Have you ever had your best intentions blow up in your face? A good deed? A kind gesture? Where instead of the desired outcome suddenly you’re back pedaling, trying to figure what went wrong?
I call it the ALDI Shopping Cart Effect.
The first time I went to an ALDI grocery store was when we moved to Watertown in 2005. Jennifer and I were filling our cart – enjoying shockingly low price points for our young family – when I remembered I left my wallet in the car.
I ran out and found my wallet on the seat. After I locked the car and turned to head back in, I saw a lady nearby who was just about done loading her groceries into her car.
And just like that it hit me. I’m in a new city, I’m called to serve people. Here was an easy chance: offer to return her cart to the store and save her a trip.
Don’t startle her.
“Hi M’am, I’ll take that for you.”
She looks at me, then looks down at her empty cart.
“Seriously, truth is I’m heading back inside the store anyway.”
She looks back at me. Uneasy. Still not passing the cart off.
This is not going as planned.
As if to help her along, I place a hand on the bin-side of the cart. “I totally got this.”
Finally she lets go with a “Thanks” that sounds way more like a question than a grateful reply.
Trying to shrug off the awkwardness of it all, I walk the cart back to the store and push it into all the other carts. But there’s this weird key-chain thing, and all these slots, and people fumbling with change, and–
I’m getting dizzy.
Everything’s spinning, a blur.
Then it hits me.
OK – so it wasn’t that dramatic.

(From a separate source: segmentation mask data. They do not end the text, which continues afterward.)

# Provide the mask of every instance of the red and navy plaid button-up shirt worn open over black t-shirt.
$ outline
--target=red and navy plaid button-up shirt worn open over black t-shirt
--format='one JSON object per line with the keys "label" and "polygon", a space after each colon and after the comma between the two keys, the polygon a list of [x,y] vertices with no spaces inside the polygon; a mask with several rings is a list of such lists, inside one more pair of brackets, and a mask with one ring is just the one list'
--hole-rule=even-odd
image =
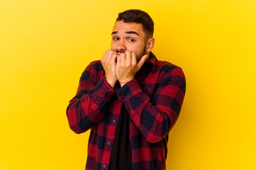
{"label": "red and navy plaid button-up shirt worn open over black t-shirt", "polygon": [[181,68],[158,61],[150,52],[135,78],[122,88],[106,81],[100,61],[83,72],[67,107],[75,133],[91,130],[86,170],[106,170],[121,106],[130,114],[133,170],[165,170],[168,133],[180,114],[186,81]]}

But I’d still stollen that woman’s quarter.
She probably thought I was a strange little chronic cart grabber who lived on the street surviving off quarters; some people ask for change at stop lights, I just take ALDI shopping carts.
Why do they have that quarter mechanism anyway? Are ALDI patrons just far more prone to throwing stainless steel shopping carts in their trunks and peeling out? Like a quarter is really going to overrule that desperate urge. Maybe its not such a safe place to shop with my family after all?
Of course then I had to face my wife which just added insult to injury. But we both got a good laugh out of it. Her more so.
The key to analyzing backfired plans is taking yourself out of the equation and looking purely at the experience of the other person. My wife and I use the phrase, “When you do ________ it makes me feel ________.” This is a successful tool in marriage, in church life, and in business. We can have the best intentions, but if the end experience is not positive for the receiver, intentions become inferior to the issues of the heart.
That, and learn from the mistakes of others.
To this day I still half-expect that lady to jump out at me in the parking lot somewhere and ask for her quarter back.